Selepas kematiannya yang tragis dan mengenaskan, pemberitaan nasional tertuju pada Marsinah. Hampir seluruh lapisan masyarakat menuntut dibukanya kasus dan segera ditangkapnya pembunuh sadis itu. Namun, proses pengadilan tersebut malah diwarnai drama, ketika dibumbui isu cinta segitiga, perebutan warisan, hingga perkosaan, yang tak bisa dibuktikan.

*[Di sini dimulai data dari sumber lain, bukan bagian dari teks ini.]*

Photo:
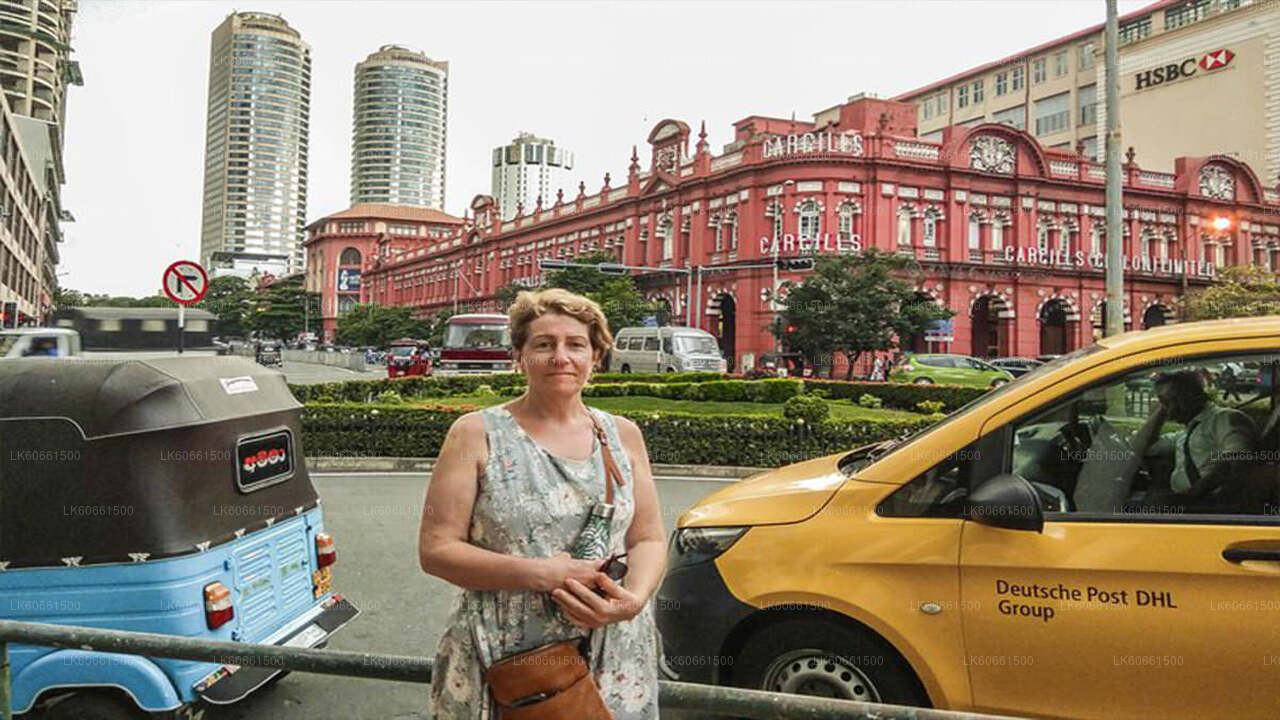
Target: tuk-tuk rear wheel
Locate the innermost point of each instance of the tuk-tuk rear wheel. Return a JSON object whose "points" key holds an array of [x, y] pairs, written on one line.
{"points": [[95, 705]]}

Dari sidang yang dipenuhi kejanggalan, mulai dari pencabutan BAP, bantahan kesaksian, minimnya saksi yang tahu kejadian, kentalnya keterlibatan militer, pengamanan di ruang sidang yang berlebihan, hingga aksi buka baju mewarnai catatan persidangan. Puncak keanehan tersebut adalah, saat tiap terdakwa mendapatkan hukumannya dan mengajukan banding di MA.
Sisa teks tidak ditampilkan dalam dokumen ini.